Technology-mediated communication or Computer-mediated communication (CMC) can be defined as integral to the virtual workplace and often creates the structure for international conversations. Computers and computer-related technologies such as laptop, mobile phone, tablet,etc... are stimulating and supporting a virtual revolution in the workplace that is turning international business and global markets upside down.
Communication occurring within a computer-mediated format has an effect on many different aspects of an interaction. Some of these that have received attention in the scholarly literature include impression formation, deception, group dynamics, disclosure reciprocity, dis-inhibition and especially relationship formation.
CMC is examined and compared to other communication media through a number of aspects thought to be universal to all forms of communication, including (but not limited to) synchronicity, persistence or "record ability", and anonymity. The association of these aspects with different forms of communication varies widely. For example, instant messaging is intrinsically synchronous but not persistent, since one loses all the content when one closes the dialog box unless one has a message log set up or has manually copy-pasted the conversation.
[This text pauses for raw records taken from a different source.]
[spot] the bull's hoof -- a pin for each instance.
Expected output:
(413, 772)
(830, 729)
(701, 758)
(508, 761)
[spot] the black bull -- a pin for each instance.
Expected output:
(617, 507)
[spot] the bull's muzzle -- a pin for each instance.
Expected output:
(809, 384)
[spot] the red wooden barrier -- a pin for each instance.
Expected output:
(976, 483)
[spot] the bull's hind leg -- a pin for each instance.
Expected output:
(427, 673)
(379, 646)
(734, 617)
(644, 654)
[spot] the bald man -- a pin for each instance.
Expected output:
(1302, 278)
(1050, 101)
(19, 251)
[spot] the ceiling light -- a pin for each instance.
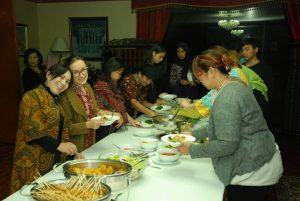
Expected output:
(237, 32)
(228, 24)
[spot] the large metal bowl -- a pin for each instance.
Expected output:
(106, 189)
(166, 122)
(117, 180)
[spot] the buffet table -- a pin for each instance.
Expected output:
(190, 180)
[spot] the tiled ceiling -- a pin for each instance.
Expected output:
(60, 1)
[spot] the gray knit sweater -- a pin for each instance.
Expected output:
(240, 141)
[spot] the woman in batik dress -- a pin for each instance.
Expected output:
(42, 135)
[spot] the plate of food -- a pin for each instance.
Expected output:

E-mail and message boards, on the other hand, are low in synchronicity since response time varies, but high in persistence since messages sent and received are saved. Properties that separate CMC from other media also include transience, its multimedia nature, and its relative lack of governing codes of conduct. CMC is able to overcome physical and social limitations of other forms of communication and therefore allow the interaction of people who are not physically sharing the same space.